Products | Versions |
---|---|
TIBCO LogLogic Security Event Manager | 2.7.0.1 |
- pre-correlation.rules.xml
- aggregation.rules.xml
- post-correlation.rules.xml
The XML files mentioned above are saved in this folder:
/home/exaprotect/conf/INSTANCENAME
When any one of these types of rules (pre-correlation or aggregation or post-correlation) is modified and the change is saved, the server will execute the following actions:
1. The active file is saved with a .old extension. The pre-existing .old file is deleted so that only one .old file exists.

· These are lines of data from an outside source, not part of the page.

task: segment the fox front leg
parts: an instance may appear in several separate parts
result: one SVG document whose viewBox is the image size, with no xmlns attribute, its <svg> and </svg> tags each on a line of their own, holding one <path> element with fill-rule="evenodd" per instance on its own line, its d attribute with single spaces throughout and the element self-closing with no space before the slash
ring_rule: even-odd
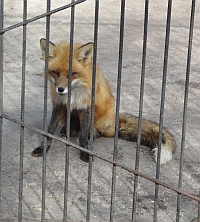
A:
<svg viewBox="0 0 200 222">
<path fill-rule="evenodd" d="M 51 114 L 51 120 L 48 126 L 48 133 L 54 134 L 56 131 L 56 128 L 58 126 L 58 116 L 59 116 L 59 106 L 53 107 L 52 114 Z M 46 153 L 49 151 L 51 147 L 52 138 L 47 137 L 47 150 Z M 43 150 L 44 150 L 44 141 L 42 141 L 41 145 L 33 150 L 31 153 L 34 157 L 40 157 L 43 156 Z"/>
<path fill-rule="evenodd" d="M 79 145 L 85 149 L 88 149 L 88 128 L 90 123 L 89 109 L 81 110 L 79 120 L 80 120 Z M 83 160 L 84 162 L 89 162 L 89 154 L 81 151 L 80 159 Z"/>
</svg>

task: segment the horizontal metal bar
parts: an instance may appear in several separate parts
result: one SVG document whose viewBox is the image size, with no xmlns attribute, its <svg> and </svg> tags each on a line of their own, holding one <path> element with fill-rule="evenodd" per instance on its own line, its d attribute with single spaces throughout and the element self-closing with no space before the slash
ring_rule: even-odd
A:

2. The correlation or aggregation rules (with modifications) are saved in the XML file with the regular name and the xml extension.
Example:
[root@exabench1 EXABENCH1]# ll *.xml*
-rw-r--r-- 1 exaprotect exaprotect 65106 Jul 27 11:34 aggregation.rules.xml
-rw-r--r-- 1 exaprotect exaprotect 65106 Jul 27 11:34 aggregation.rules.xml.old
If one aggregation rule is modified and the change is saved then the directory listing looks like this:
[root@exabench1 EXABENCH1]# ll *.xml*
-rw-r--r-- 1 exaprotect exaprotect 65240 Aug 2 16:41 aggregation.rules.xml
-rw-r--r-- 1 exaprotect exaprotect 65106 Jul 27 11:34 aggregation.rules.xml.old
If another aggregation rule is modified then the listing looks like this after the change is saved:
[root@exabench1 EXABENCH1]# ll *.xml*
-rw-r--r-- 1 exaprotect exaprotect 65288 Aug 2 16:45 aggregation.rules.xml
-rw-r--r-- 1 exaprotect exaprotect 65240 Aug 2 16:41 aggregation.rules.xml.old
As can be seen, the file with size 65240 is renamed to have a .old extension and the updated XML file uses the non-old extension.